Monday, April 4, 2022

Moscow Patriarchate, Facing Losses Not Only in Ukraine, Sets Up Special Structure to Limit Them

Paul Goble

            Staunton, Mar. 26 – The Moscow Patriarchate, which has always positioned itself as ethnically Russian but super-national, has not only “lost Ukraine” because of Putin’s war there but is losing its position in other former Soviet republics and more generally, Novaya gazeta commentator Aleksandr Soldatov says (novayagazeta.ru/articles/2022/03/27/iskhod).

            In the hopes of reversing but at least limiting these losses, the Moscow Patriarchate has decided to create within its central offices “an Administration for the affairs of bishoprics in the countries of the near abroad (http://www.patriarchia.ru/db/text/5910999.html). But in the view of most observers, this step almost certainly is too little and too late.

            Dissident Orthodox priest, Father Aleksandr Shramko, says a close reading of the Patriarchate’s announcement strongly suggests that many in that hierarchy are aware that the new office won’t halt the collapse of the Moscow Patriarchate’s empire (t.me/popoffside/1327 reposted at ahilla.ru/sozdat-v-strukture-mp-upravlenie-po-delam-eparhij-v-stranah-blizhnego-zarubezhya/).

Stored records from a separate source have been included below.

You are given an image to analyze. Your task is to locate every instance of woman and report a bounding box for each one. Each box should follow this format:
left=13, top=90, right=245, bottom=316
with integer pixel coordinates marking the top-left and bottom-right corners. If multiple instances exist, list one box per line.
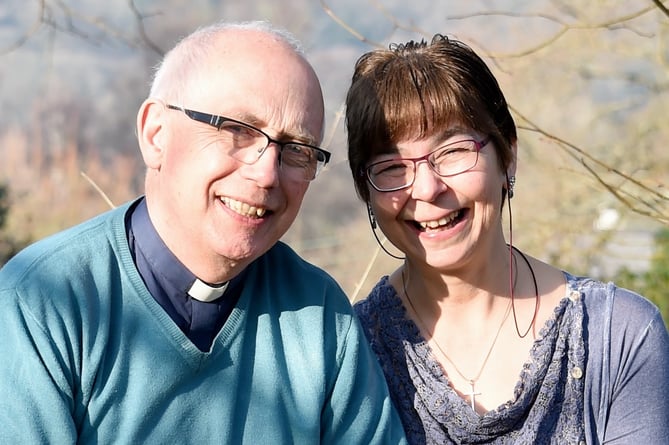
left=346, top=35, right=669, bottom=444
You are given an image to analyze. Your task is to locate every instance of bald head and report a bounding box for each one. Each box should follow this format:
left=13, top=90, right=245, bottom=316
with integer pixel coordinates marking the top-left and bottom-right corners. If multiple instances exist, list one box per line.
left=150, top=21, right=322, bottom=131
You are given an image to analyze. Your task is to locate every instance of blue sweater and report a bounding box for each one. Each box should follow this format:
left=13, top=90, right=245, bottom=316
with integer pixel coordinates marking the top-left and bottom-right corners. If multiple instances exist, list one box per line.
left=0, top=205, right=404, bottom=445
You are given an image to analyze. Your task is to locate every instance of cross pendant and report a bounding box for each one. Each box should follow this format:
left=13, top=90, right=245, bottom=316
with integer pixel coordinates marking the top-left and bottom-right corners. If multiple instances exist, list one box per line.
left=465, top=380, right=481, bottom=412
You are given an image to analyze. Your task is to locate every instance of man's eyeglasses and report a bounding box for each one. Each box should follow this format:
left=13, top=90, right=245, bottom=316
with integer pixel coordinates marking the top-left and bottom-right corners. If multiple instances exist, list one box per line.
left=167, top=105, right=330, bottom=181
left=365, top=137, right=490, bottom=192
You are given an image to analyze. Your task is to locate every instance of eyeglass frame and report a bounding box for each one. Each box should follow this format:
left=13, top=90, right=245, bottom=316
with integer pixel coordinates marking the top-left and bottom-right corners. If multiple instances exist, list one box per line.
left=361, top=136, right=492, bottom=193
left=165, top=104, right=332, bottom=182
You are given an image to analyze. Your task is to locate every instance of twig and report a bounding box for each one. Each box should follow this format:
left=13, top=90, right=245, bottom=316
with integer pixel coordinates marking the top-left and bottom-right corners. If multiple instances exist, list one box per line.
left=81, top=172, right=116, bottom=209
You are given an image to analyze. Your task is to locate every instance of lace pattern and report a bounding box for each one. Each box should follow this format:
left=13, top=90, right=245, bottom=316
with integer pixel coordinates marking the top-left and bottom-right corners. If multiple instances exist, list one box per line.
left=355, top=277, right=586, bottom=444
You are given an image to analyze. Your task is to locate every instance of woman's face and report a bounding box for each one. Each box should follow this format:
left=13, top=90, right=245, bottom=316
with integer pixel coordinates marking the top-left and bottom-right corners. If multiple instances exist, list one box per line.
left=369, top=130, right=513, bottom=270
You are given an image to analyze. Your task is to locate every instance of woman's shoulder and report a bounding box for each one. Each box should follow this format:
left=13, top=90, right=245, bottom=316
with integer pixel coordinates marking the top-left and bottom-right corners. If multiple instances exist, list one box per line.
left=353, top=275, right=401, bottom=322
left=564, top=272, right=662, bottom=331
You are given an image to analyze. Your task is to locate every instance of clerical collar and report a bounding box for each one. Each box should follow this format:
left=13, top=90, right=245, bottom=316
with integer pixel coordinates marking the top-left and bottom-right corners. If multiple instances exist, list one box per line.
left=126, top=199, right=229, bottom=302
left=188, top=278, right=230, bottom=303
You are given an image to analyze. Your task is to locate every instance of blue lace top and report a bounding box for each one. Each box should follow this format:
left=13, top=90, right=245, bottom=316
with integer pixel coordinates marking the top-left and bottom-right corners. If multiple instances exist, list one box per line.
left=355, top=273, right=669, bottom=444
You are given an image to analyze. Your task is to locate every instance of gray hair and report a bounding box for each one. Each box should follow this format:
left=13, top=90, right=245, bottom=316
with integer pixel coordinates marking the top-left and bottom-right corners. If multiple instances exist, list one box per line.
left=149, top=20, right=305, bottom=100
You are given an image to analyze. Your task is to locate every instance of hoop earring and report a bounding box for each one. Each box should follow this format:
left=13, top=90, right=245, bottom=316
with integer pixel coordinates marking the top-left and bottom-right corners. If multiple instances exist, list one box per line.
left=506, top=176, right=516, bottom=199
left=367, top=201, right=406, bottom=260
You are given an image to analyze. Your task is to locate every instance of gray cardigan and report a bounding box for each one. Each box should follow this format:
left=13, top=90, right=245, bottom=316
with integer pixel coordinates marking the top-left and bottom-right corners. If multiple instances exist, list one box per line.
left=355, top=272, right=669, bottom=445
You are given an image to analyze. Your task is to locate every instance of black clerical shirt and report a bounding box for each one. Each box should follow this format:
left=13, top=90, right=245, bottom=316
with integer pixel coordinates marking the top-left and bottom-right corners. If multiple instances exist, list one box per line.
left=126, top=198, right=244, bottom=352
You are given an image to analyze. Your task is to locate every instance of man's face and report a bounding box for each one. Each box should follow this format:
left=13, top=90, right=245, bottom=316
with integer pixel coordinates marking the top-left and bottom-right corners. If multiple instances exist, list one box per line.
left=142, top=33, right=323, bottom=282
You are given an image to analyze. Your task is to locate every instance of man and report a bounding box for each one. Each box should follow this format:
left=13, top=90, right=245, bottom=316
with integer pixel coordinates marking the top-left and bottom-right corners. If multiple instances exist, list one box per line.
left=0, top=22, right=404, bottom=444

            In its announcement, the Patriarchate speaks of “countries of the near abroad,” a remarkable departure from its past practice of presenting itself and its bishoprics and parishes outside of Russia but within the borders of the former Soviet Union as ethically Russian, on the one hand, but supernational, on the other.

            Such words are another sign that Patriarch Kirill is now in the bunker along with Putin and that “his patriarchate is gradually step by step migrating toward being a semi-official administration of the Russian state.” Even more striking is the document’s failure to specify precisely which “eparchates” will be overseen by the new structure.

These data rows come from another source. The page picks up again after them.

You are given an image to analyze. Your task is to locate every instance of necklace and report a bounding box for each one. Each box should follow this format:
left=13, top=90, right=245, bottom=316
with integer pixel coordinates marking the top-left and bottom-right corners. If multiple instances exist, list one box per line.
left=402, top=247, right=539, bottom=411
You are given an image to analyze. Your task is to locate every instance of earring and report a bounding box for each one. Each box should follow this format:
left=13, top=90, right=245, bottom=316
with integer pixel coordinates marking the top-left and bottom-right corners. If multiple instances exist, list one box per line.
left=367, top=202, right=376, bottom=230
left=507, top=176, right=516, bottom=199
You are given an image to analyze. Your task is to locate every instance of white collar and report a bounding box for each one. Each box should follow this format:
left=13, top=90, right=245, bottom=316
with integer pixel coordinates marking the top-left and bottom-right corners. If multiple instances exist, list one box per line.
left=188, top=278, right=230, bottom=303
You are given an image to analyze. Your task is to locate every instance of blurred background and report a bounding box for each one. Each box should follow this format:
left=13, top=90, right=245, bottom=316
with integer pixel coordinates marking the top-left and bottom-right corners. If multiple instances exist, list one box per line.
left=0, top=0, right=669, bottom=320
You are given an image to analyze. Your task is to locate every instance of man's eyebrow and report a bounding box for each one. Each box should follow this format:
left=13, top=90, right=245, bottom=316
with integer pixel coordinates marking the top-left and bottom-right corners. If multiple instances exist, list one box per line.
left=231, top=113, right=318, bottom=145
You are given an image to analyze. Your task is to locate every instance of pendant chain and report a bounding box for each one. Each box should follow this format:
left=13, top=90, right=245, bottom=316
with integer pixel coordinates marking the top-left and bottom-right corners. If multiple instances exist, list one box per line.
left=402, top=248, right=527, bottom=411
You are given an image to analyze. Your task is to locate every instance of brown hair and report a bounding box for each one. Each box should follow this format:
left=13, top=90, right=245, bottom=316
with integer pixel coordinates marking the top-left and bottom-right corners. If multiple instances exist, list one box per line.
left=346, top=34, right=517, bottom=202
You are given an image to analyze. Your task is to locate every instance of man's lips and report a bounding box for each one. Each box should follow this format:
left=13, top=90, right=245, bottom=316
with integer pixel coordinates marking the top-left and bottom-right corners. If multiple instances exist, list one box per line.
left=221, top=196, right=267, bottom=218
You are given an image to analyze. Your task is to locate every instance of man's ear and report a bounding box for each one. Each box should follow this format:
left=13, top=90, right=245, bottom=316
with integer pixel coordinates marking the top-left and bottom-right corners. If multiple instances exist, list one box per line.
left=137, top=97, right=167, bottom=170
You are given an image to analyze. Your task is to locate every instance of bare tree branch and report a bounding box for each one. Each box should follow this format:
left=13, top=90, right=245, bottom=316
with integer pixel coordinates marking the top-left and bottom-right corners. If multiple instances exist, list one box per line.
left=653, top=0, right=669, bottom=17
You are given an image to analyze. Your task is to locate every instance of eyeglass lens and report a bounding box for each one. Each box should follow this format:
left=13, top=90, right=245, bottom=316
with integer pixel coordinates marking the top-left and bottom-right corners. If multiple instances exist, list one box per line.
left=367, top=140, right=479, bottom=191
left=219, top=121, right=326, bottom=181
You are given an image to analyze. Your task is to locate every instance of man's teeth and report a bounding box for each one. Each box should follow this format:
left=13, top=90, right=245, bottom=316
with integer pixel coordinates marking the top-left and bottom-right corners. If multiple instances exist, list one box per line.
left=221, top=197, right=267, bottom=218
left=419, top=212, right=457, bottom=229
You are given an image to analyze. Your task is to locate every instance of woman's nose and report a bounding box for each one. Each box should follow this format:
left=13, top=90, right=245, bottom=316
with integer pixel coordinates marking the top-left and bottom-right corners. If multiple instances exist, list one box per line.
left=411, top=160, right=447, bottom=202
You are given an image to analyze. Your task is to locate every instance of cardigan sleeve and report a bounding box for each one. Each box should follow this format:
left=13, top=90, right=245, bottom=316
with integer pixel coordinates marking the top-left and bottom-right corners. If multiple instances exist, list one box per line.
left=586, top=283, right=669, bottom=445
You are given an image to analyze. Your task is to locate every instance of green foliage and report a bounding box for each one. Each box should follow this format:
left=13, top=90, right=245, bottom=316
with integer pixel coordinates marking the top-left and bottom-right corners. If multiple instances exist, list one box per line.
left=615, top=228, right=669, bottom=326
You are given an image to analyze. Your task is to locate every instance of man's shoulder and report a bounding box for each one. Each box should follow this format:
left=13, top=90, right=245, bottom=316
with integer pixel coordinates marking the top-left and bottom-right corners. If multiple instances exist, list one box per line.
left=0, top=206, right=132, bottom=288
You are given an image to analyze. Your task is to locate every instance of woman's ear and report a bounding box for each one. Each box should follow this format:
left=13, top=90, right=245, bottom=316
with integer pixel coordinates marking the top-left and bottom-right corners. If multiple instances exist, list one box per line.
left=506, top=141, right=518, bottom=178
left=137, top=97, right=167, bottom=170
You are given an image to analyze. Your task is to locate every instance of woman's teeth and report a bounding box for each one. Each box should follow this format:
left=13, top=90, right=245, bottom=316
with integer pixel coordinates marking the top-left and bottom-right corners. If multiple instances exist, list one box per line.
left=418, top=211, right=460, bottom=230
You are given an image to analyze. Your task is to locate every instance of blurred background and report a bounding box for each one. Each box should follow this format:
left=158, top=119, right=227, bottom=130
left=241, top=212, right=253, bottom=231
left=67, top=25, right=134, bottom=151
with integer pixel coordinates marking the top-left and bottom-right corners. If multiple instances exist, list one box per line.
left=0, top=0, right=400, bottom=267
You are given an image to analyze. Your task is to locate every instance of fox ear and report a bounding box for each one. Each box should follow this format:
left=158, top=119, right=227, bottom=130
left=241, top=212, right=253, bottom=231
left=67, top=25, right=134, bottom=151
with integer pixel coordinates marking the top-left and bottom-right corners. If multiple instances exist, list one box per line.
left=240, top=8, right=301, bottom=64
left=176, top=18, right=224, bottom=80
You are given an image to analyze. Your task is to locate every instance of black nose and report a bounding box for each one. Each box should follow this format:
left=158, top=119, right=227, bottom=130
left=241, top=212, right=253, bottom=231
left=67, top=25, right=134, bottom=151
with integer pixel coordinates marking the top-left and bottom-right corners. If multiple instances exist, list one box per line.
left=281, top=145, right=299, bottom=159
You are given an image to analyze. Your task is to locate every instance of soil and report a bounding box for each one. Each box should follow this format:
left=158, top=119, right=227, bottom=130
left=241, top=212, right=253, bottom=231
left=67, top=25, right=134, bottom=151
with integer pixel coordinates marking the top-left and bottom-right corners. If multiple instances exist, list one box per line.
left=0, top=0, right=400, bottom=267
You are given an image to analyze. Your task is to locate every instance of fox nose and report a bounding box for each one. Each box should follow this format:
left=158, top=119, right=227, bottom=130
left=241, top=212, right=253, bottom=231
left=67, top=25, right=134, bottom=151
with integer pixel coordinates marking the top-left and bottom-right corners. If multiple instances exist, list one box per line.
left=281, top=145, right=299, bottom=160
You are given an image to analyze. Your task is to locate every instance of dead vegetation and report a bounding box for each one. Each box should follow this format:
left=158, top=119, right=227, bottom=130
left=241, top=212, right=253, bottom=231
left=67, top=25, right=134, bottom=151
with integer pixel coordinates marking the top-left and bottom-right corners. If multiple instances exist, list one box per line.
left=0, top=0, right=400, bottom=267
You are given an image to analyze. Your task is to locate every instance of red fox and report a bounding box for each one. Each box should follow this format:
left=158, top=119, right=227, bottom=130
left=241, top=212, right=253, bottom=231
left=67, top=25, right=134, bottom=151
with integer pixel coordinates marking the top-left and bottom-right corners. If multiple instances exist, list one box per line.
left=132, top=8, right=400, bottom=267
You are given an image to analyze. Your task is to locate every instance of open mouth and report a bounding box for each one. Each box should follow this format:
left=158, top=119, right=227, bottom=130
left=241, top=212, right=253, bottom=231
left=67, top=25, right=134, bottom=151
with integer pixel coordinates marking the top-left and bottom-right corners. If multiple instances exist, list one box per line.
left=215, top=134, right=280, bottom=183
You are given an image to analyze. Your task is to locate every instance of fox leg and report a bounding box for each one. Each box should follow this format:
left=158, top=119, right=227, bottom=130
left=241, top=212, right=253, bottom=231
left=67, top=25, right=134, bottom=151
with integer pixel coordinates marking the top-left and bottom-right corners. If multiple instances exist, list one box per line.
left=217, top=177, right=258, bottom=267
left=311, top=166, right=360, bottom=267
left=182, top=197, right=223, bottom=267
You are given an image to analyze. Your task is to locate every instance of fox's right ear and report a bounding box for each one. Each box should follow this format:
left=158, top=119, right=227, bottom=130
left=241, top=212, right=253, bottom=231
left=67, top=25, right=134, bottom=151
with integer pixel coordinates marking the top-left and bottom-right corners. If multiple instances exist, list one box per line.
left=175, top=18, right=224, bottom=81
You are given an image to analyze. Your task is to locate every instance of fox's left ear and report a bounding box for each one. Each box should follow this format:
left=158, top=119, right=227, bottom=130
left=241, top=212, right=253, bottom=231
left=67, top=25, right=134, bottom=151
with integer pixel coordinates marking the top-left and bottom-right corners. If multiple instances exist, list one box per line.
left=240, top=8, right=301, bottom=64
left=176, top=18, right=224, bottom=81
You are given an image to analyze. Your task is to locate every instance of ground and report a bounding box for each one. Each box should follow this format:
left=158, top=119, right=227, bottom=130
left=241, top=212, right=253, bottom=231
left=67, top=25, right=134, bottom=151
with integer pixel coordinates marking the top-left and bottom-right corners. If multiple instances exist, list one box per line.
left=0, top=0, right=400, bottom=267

            Most of the former Soviet republics now have nominally or really independent Orthodox churches, and “in a purely eparchal status remain only the structures of the Russian Orthodox Church in Azerbaijan, Armenia and Lithuania.” The first two of these have remained more or less obedient, but the third is now increasingly at odds with Moscow.

            Metropolitan Innokenty, the head of the Moscow church in Lithuania, has denounced Putin’s war in Ukraine and pointedly stressed that he and his fellow religious “live in a free and democratic country” and that “Lithuania is not Russia” (ahilla.ru/litovskij-mitropolit-mp-my-reshitelno-osuzhdaem-vojnu-rossii-protiv-ukrainy/).

            From that to a demand for autocephaly is only a small step, Shramko says, and this leads to the conclusion that “the Russian Orthodox Church is disintegrating before our eyes.” The new structure won’t stop that, and its head, Metropolitan Pavel, has a history which suggests he may unwittingly accelerate this process in much the same way he did while in Belarus.

            While Pavel prevented the Moscow church in Belarus from pursuing independence now, he acted in ways that undermined the influence of the Moscow Patriarchate in Belarus and the levers of power it had had before his time. It thus appeared to some that he restored order, but a closer examination shows he made the continued existence of that order impossible.

            Something similar is likely to happen with him and his new post in the coming weeks, Shramko suggests.